The continued reliance on email communications ensures that it remains a major source of evidence during a digital investigation. Emails comprise both structured and unstructured data. Structured data provides qualitative information to the forensics examiner and is typically viewed through existing tools. Unstructured data is more complex as it comprises information associated with social networks, such as relationships within the network, identification of key actors and power relations, and there are currently no standardised tools for its forensic analysis. This paper posits a framework for the forensic investigation of email data. In particular, it focuses on the triage and analysis of unstructured data to identify key actors and relationships within an email network. This paper demonstrates the applicability of the approach by applying relevant stages of the framework to the Enron email corpus. The paper illustrates the advantage of triaging this data to identify (and discount) actors and potential sources of further evidence. It then applies social network analysis techniques to key actors within the data set. This paper posits that visualisation of unstructured data can greatly aid the examiner in their analysis of evidence discovered during an investigation.
Email has replaced the letter as the main written communications medium, both in business and personal life. It is estimated that the average employee spends a quarter of their time on email-related tasks and the average number of emails sent by a corporate user per day is 43 (Orloff, 2011). Email can therefore provide the investigator with a wealth of information through both structured and unstructured data. Emails are structured in that they are formatted according to RFCs 5321 and 5322 (Klensin, 2008a, 2008b).

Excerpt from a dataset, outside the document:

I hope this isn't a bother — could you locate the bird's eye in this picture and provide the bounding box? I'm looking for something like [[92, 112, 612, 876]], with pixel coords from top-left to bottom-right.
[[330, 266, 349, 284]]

However, they also provide unstructured information through the communications links and contacts that form social networks. Digital forensics software, such as EnCase (Guidance, 2011) or the Forensics Toolkit (FTK) (Access, 2011), are useful for analysing structured data, i.e., the content of the emails in their textual form. However, they do not elucidate the unstructured data, such as relationships within the email network, power relations or network bridges that may be a key concern to a forensics investigation. Social network analysis and visualisation techniques can significantly contribute to evidence discovery and collection by identifying and understanding relationships and data flow between actors. Moreover, it may be used to quickly identify key events of interest within the email social network.

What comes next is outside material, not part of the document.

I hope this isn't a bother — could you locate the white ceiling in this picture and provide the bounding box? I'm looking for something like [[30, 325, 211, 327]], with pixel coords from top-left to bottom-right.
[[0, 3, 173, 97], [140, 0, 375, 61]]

A number of challenges exist to today’s digital forensics investigations involving email. As with many forensic investigations, cases routinely involve more than one computer (Richard & Roussev, 2006) and the investigator is unlikely to have access to all computers involved in the email network. Digital forensics investigatory models do not currently differentiate between email and any other data. Current work on digital investigations involving email data focus on techniques for the extraction of evidence, for example, data mining (Wei et al., 2008) or clustering algorithms (Bird et al., 2006). Recently there has been some focus on process models for investigations that involve email data. These approaches generally provide a theoretical framework or software application, which detail techniques for the visualisation and extraction of specific email artefacts or features. However, this research focuses on particular aspects of email data rather than the wider process. Finally, much of the evidence that is recovered during an investigation may not be analyzed beyond the structured data view. For example, an examiner will manually trawl through the emails relating to an activity under scrutiny to search for those relevant to the investigation. However, they rarely explore the relevant social relationships and networks that these, and other network communications such as ‘chat’ sessions, will reveal due to the lack of facility in the tools they have at their disposal. These social networks are potentially great sources of interest as they may lead the investigator to other relevant sources of evidence, actors related by events or power relationships that are relevant to an investigation.

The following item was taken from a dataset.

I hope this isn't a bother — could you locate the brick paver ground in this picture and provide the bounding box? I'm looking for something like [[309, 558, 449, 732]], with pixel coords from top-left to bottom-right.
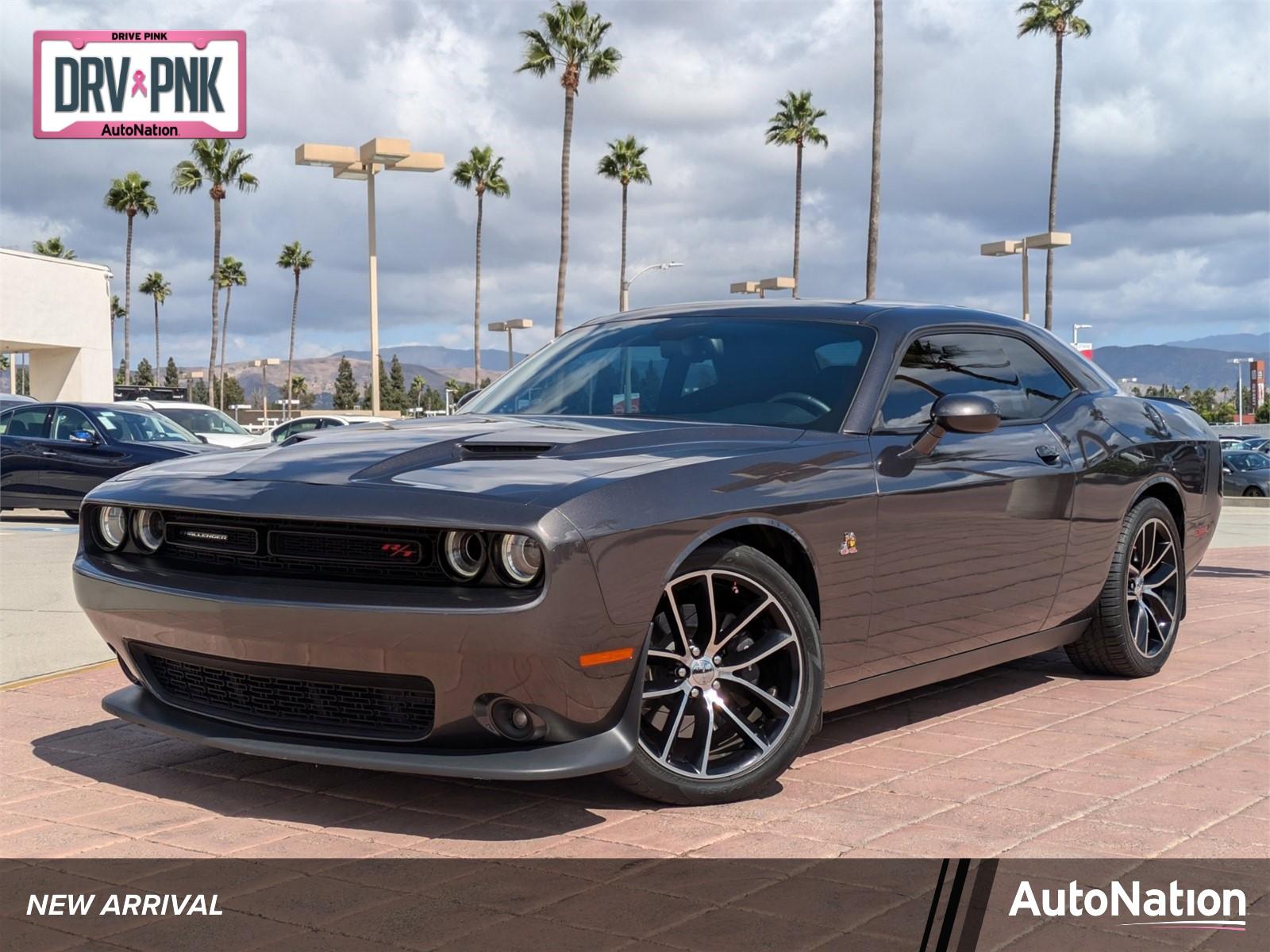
[[0, 548, 1270, 863]]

This paper presents a novel framework for the forensic investigation of unstructured email data. This framework follows traditional digital forensics procedures but incorporates tools and techniques for the triage and analysis of emails. This is achieved by using social network analysis and data visualisation to identify relevant evidence from unstructured data. This paper is organised as follows. In the next section we discuss relevant literature in the areas of social networks and email analysis. Following this, the novel framework is posited. In order to demonstrate the applicability of the approach, relevant stages are applied to the Enron email corpus as a case study. Finally, we make our conclusions and discuss further work.